Let $\vec{a} = \hat{i} + 2\hat{j} + \hat{k}$, $\vec{b} = \hat{i} - \hat{j} + \hat{k}$ and $\vec{c} = \hat{i} + \hat{j} - \hat{k}$. A vector in the plane of $\vec{a}$ and $\vec{b}$ whose projection on $\vec{c}$ is $\frac{1}{\sqrt{3}}$ is
(1) $4\hat{i} - \hat{j} + 4\hat{k}$
(2) $3\hat{i} + \hat{j} - 3\hat{k}$
(3) $2\hat{i} + \hat{j} - 2\hat{k}$
(4) $4\hat{i} + \hat{j} - 4\hat{k}$

If the four points, whose position vectors are $3 \hat { i } - 4 \hat { j } + 2 \widehat { k } , \hat { i } + 2 \hat { j } - \widehat { k } , - 2 \hat { i } - \hat { j } + 3 \widehat { k }$ and $5 \hat { i } - 2 \alpha \hat { j } + 4 \widehat { k }$ are coplanar, then $\alpha$ is equal to
(1) $\frac { 73 } { 17 }$
(2) $- \frac { 107 } { 17 }$
(3) $- \frac { 73 } { 17 }$
(4) $\frac { 107 } { 17 }$

Let $\vec { a } = - \hat { i } - \hat { j } + \hat { k } , \vec { a } \cdot \vec { b } = 1$ and $\vec { a } \times \vec { b } = \hat { i } - \hat { j }$. Then $\vec { a } - 6 \vec { b }$ is equal to
(1) $3 ( \hat { i } - \hat { j } - \widehat { k } )$
(2) $3 ( \hat { i } + \hat { j } + \hat { k } )$
(3) $3 ( \hat { i } - \hat { j } + \widehat { k } )$
(4) $3 ( \hat { i } + \hat { j } - \widehat { k } )$

If the vectors $\vec { a } = \lambda \hat { i } + \mu \hat { j } + 4 \widehat { k } , \vec { b } = - 2 \hat { i } + 4 \hat { j } - 2 \widehat { k }$ and $\vec { c } = 2 \hat { i } + 3 \hat { j } + \widehat { k }$ are coplanar and the projection of $\vec { a }$ on the vector $\vec { b }$ is $\sqrt { 54 }$ units, then the sum of all possible values of $\lambda + \mu$ is equal to
(1) 0
(2) 6
(3) 24
(4) 18

Let $\vec { a } , \vec { b }$ and $\vec { c }$ be three non-zero non-coplanar vectors.

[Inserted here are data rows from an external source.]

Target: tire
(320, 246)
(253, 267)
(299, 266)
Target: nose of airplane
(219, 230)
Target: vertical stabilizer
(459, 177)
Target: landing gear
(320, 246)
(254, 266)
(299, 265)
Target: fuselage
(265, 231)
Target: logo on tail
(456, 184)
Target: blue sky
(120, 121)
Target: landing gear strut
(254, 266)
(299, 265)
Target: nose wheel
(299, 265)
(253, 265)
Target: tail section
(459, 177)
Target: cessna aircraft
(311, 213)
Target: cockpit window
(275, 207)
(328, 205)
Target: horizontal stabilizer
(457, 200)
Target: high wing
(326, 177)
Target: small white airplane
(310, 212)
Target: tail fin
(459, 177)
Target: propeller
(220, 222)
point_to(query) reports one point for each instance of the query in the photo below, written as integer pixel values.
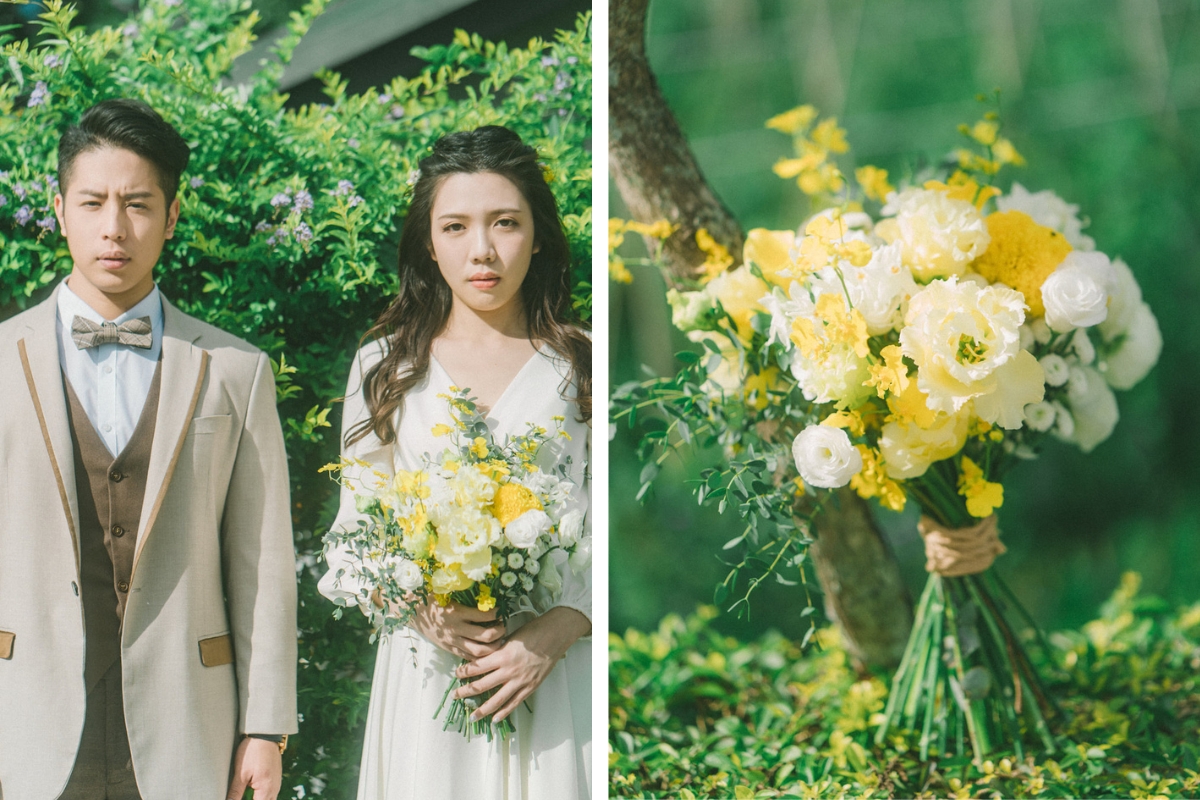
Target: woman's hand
(523, 661)
(465, 631)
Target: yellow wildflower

Let the position vectors of four points $A , B , C$ and $D$ be $\overrightarrow { \mathrm { a } } - \overrightarrow { \mathrm { b } } + \overrightarrow { \mathrm { c } } , \lambda \overrightarrow { \mathrm { a } } - 3 \overrightarrow { \mathrm {~b} } + 4 \overrightarrow { \mathrm { c } } , - \vec { a } + 2 \vec { b } - 3 \vec { c }$ and $2 \vec { a } - 4 \vec { b } + 6 \vec { c }$ respectively. If $\overrightarrow { A B } , \overrightarrow { A C }$ and $\overrightarrow { A D }$ are coplanar, then $\lambda$ is :

Let $\lambda \in \mathbb{R}$, $\vec{a} = \lambda\hat{i} + 2\hat{j} - 3\hat{k}$, $\vec{b} = \hat{i} - \lambda\hat{j} + 2\hat{k}$. If $((\vec{a} + \vec{b}) \times (\vec{a} \times \vec{b})) \times (\vec{a} - \vec{b}) = 8\hat{i} - 40\hat{j} - 24\hat{k}$, then $|\lambda(\vec{a} + \vec{b}) \times (\vec{a} - \vec{b})|^{2}$ is equal to
(1) 140
(2) 132
(3) 144
(4) 136

Let $\vec{a}$ and $\vec{b}$ be two vectors. Let $|\vec{a}| = 1$, $|\vec{b}| = 4$ and $\vec{a} \cdot \vec{b} = 2$. If $\vec{c} = (2\vec{a} \times \vec{b}) - 3\vec{b}$, then the value of $\vec{b} \cdot \vec{c}$ is
(1) $-24$
(2) $-48$
(3) $-84$
(4) $-60$

Let $\vec{a} = 2\hat{i} + \hat{j} + \hat{k}$, and $\vec{b}$ and $\vec{c}$ be two nonzero vectors such that $|\vec{a} + \vec{b} + \vec{c}| = |\vec{a} + \vec{b} - \vec{c}|$ and $\vec{b} \cdot \vec{c} = 0$. Consider the following two statements: $A$: $|\vec{a} + \lambda\vec{c}| \geq |\vec{a}|$ for all $\lambda \in \mathbb{R}$. $B$: $\vec{a}$ and $\vec{c}$ are always parallel.
(1) only (B) is correct
(2) neither (A) nor (B) is correct
(3) only (A) is correct
(4) both (A) and (B) are correct.

Let $\vec{a}$ and $\vec{b}$ be two vectors such that $|\vec{a}| = \sqrt{14}$, $|\vec{b}| = \sqrt{6}$ and $|\vec{a} \times \vec{b}| = \sqrt{48}$. Then $(\vec{a} \cdot \vec{b})^2$ is equal to $\underline{\hspace{1cm}}$.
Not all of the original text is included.